И ещё, и ещё ― себе под нос и, главное, на ус: не надо «выяснять отношения», — а хоть бы и без кавычек: не надо выяснять отношения, если эти отношения тебе не важны по-настоящему (то есть, если, скажем, речь идёт о конфликте на уровне обмена репликами в интернете с неизвестным человеком, которого даже лица не слышно и голоса не видно) и ты ничего общего с ним создавать не будешь. Тут вообще ничего не надо выяснять: просто отпустить человека с миром. И себя отпустить с миром, да. Потому что и ты, дорогая, тоже человек. Вспоминай об этом иногда.
(продолжение следует)
Ольга, ответ принят с оценкой отлично! Не поверишь, но то, что я написал сразу после прочтения выглядело совсем, совсем иначе. Но вдруг мне показалось, что я не могу отличить тебя настоящую от той, которую ты выдумываешь. Тогда я стёр уже написанное … и тявкнул. Просто хотелось предостеречь от себя выдумывания. А «продолжение следует» буду ждать с интересом.
Игорь, штука в том, что я НИЧЕГО не выдумываю, — это условие всего предприятия в целом: это не рассказ о лирическом герое, это попытка уловить, что происходит на самом деле.

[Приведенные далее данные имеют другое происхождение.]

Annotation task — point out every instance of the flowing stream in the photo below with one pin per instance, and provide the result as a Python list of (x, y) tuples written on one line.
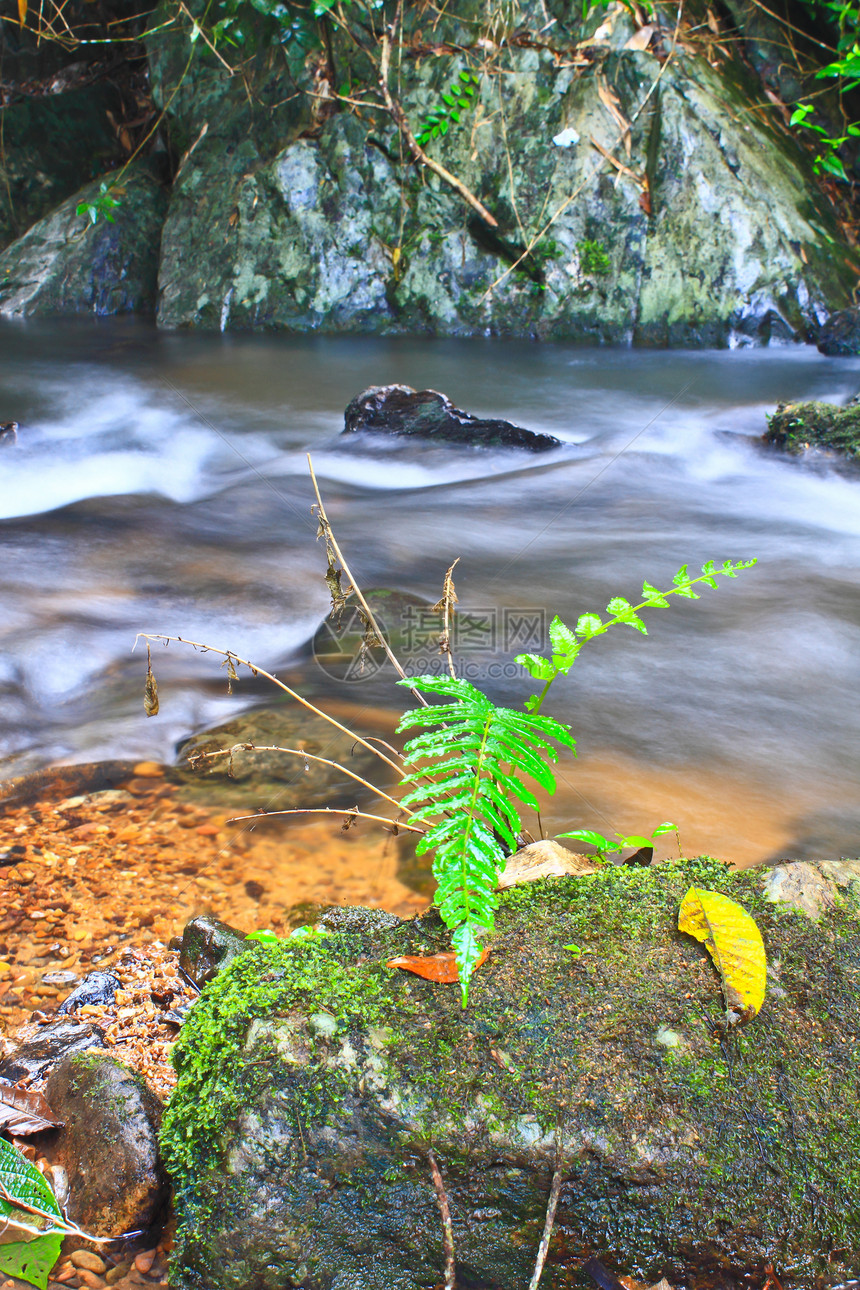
[(160, 484)]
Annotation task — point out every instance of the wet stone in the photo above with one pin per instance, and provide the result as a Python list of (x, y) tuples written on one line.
[(208, 946), (110, 1146), (97, 987), (48, 1048)]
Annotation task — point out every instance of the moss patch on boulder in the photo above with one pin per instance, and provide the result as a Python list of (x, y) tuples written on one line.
[(312, 1081), (798, 427)]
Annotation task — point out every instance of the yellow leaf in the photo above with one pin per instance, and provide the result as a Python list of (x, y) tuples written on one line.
[(735, 944)]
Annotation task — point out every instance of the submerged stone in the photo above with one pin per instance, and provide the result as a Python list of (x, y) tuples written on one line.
[(313, 1080), (798, 427), (401, 410), (840, 337), (108, 1146)]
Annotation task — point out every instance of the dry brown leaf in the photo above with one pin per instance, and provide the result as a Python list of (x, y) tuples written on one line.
[(151, 689), (544, 859), (641, 39), (613, 105)]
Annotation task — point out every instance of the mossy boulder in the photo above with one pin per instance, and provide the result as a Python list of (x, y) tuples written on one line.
[(313, 1081), (800, 427), (65, 265), (289, 214)]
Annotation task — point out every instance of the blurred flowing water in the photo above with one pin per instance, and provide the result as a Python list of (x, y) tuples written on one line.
[(160, 484)]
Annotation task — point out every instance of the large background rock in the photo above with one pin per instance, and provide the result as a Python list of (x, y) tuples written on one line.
[(281, 221), (313, 1080)]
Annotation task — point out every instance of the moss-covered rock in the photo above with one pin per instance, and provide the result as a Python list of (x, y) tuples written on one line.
[(66, 266), (50, 147), (313, 1080), (293, 217), (798, 427)]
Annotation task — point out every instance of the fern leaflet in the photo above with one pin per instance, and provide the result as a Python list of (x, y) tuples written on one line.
[(468, 792), (566, 644)]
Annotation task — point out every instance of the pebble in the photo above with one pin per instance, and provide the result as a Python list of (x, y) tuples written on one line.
[(87, 1259), (89, 1279), (148, 770), (116, 1273)]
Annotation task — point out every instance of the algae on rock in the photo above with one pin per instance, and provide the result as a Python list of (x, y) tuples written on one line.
[(312, 1081), (797, 427)]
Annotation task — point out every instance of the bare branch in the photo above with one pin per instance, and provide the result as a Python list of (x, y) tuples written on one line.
[(329, 810), (399, 116), (297, 752), (543, 1249), (270, 676), (355, 588), (448, 1227)]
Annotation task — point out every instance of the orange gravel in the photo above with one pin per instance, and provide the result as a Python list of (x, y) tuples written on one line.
[(125, 868)]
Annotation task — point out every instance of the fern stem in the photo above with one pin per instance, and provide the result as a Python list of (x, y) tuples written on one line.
[(448, 1227), (270, 676), (381, 635)]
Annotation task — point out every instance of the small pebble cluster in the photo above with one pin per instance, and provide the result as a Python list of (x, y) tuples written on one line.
[(97, 1271)]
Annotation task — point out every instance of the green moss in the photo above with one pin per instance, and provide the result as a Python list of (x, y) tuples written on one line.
[(796, 427)]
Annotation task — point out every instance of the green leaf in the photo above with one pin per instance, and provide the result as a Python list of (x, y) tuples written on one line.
[(655, 597), (682, 585), (588, 626), (466, 773), (662, 830), (31, 1259), (597, 840), (562, 640)]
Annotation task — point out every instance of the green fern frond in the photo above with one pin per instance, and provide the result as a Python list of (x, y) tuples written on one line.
[(566, 644), (466, 768), (449, 107)]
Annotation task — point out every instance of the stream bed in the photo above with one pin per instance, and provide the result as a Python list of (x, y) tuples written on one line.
[(160, 484)]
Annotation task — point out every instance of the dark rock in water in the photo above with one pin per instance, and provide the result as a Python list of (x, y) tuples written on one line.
[(52, 145), (208, 946), (48, 1046), (409, 625), (97, 987), (312, 1079), (353, 920), (253, 777), (63, 782), (427, 414), (797, 427), (110, 1144), (66, 265), (840, 337)]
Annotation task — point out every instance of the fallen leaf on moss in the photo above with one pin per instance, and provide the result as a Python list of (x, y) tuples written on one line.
[(735, 944), (440, 968)]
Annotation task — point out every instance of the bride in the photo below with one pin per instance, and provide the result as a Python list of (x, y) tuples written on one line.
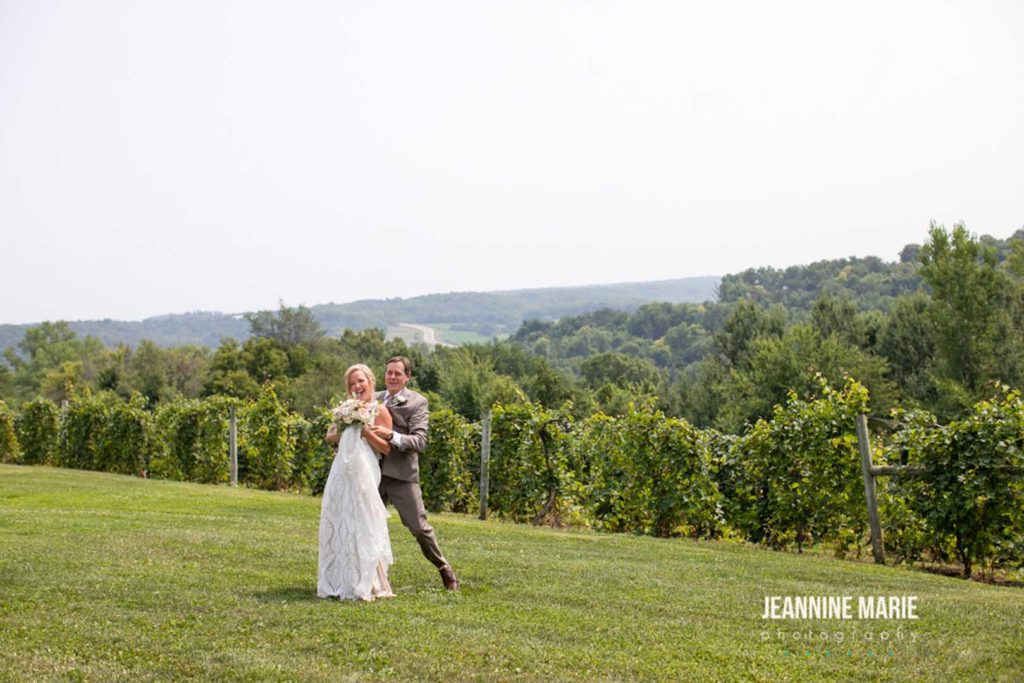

Отношение к прочитанному тексту (содержательному!) может определиться от «знакомо» через «новое» до «откровение». Но этот текст не укладывается в эту линейку. Все как будто знакомо, но и неожиданно, и отрывает в тебе самом, что присуще и тебе, но не осознавалось. Я бы не стал бы писать рецензию на эту работу (да и никто меня не просил :-), но просто с чувством приобщения к трудно уловимым экзистенциям собственного (через авторского) бытия рекомендую другим читателям, кто не чужд размышлениям о том, что делает каждого из нас уникальным существом.
Игорь, ну это же дневник по происхождению, потому и о себе самой. Мне думается, что «я» тут — предмет наблюдения, а не очарования (по крайней мере, этого последнего мне бы совсем не хотелось, а если оно всё-таки получилось, то должно быть преодолено.) Этот предмет наблюдения удобен тем, что всегда доступен и виден больше и подробнее, чем что бы то ни было другое. Мне хотелось поймать «я» в аспекте его общечеловечности.
«Дикоросль» – поэма о любви к себе самой. И это здорово! Женщина должна любить себя и выдумывать себя. Смущает лишь то, что сейчас сидя перед зеркалом, она обращает внимание не на внешность, а на свои мысли. И она не просто любуется своими мыслями, а восхищается ими как открытием чего-то нового, хотя неизвестными они является только для неё самой. Сглаживает ситуацию мастерство автора: поэма написана смачно, слово притёрто к слову.
В соответствие с утверждением автора: «Близкой к идеальной для себя я чувствовала бы такую организацию жизни, при которой мне удавалось бы каждый день выдавать … чётко сформулированную мысль …», «Дикоросль» можно было бы по аналогии с «Ни дня без строчки» назвать «Ни дня без мысли», но тогда бы пропало главное – претензия автора на оригинальность. Название «Дикоросль» – сразу ставит всё на место: перед вами не какая-нибудь окультивированная поросль, а как бы некая первозданность.
Чтобы стать оригинальной Дикоросле помогает очень простое правило: то, что принято большинством, перевертывается наоборот. Например, для большинства утро даёт очередной шанс начать жизнь заново, а ночь — подвести итоги дня. Но «Дикоросль» утверждает обратное: «…каждое утро человек с душевной динамикой моего рода имеет возможность подвести себе вполне беспощадный итог ― и каждую ночь он получает шанс начать себя заново.» Вот так «Дикоросль» синтезирует оригинальность.
Ещё «Дикоросль» учит: «не надо выяснять отношения … (… речь идёт о конфликте на уровне обмена репликами в интернете с неизвестным человеком, которого даже лица не слышно и голоса не видно)». Но тут возникает вопрос: зачем публикуется «Дикоросль», если гораздо проще послать свои мысли по прямым адресам только тем, чьи лица автор Дикоросли «слышит» и голоса «видит»?
В принципе, вопросов масса, но так как моего лица «Дикоросли» «услышать» не удастся, да и голос (при всём моем старании) не сможет появиться у неё на виду, то, по-видимому, и не следует отвлекать её внимание на их обсуждение.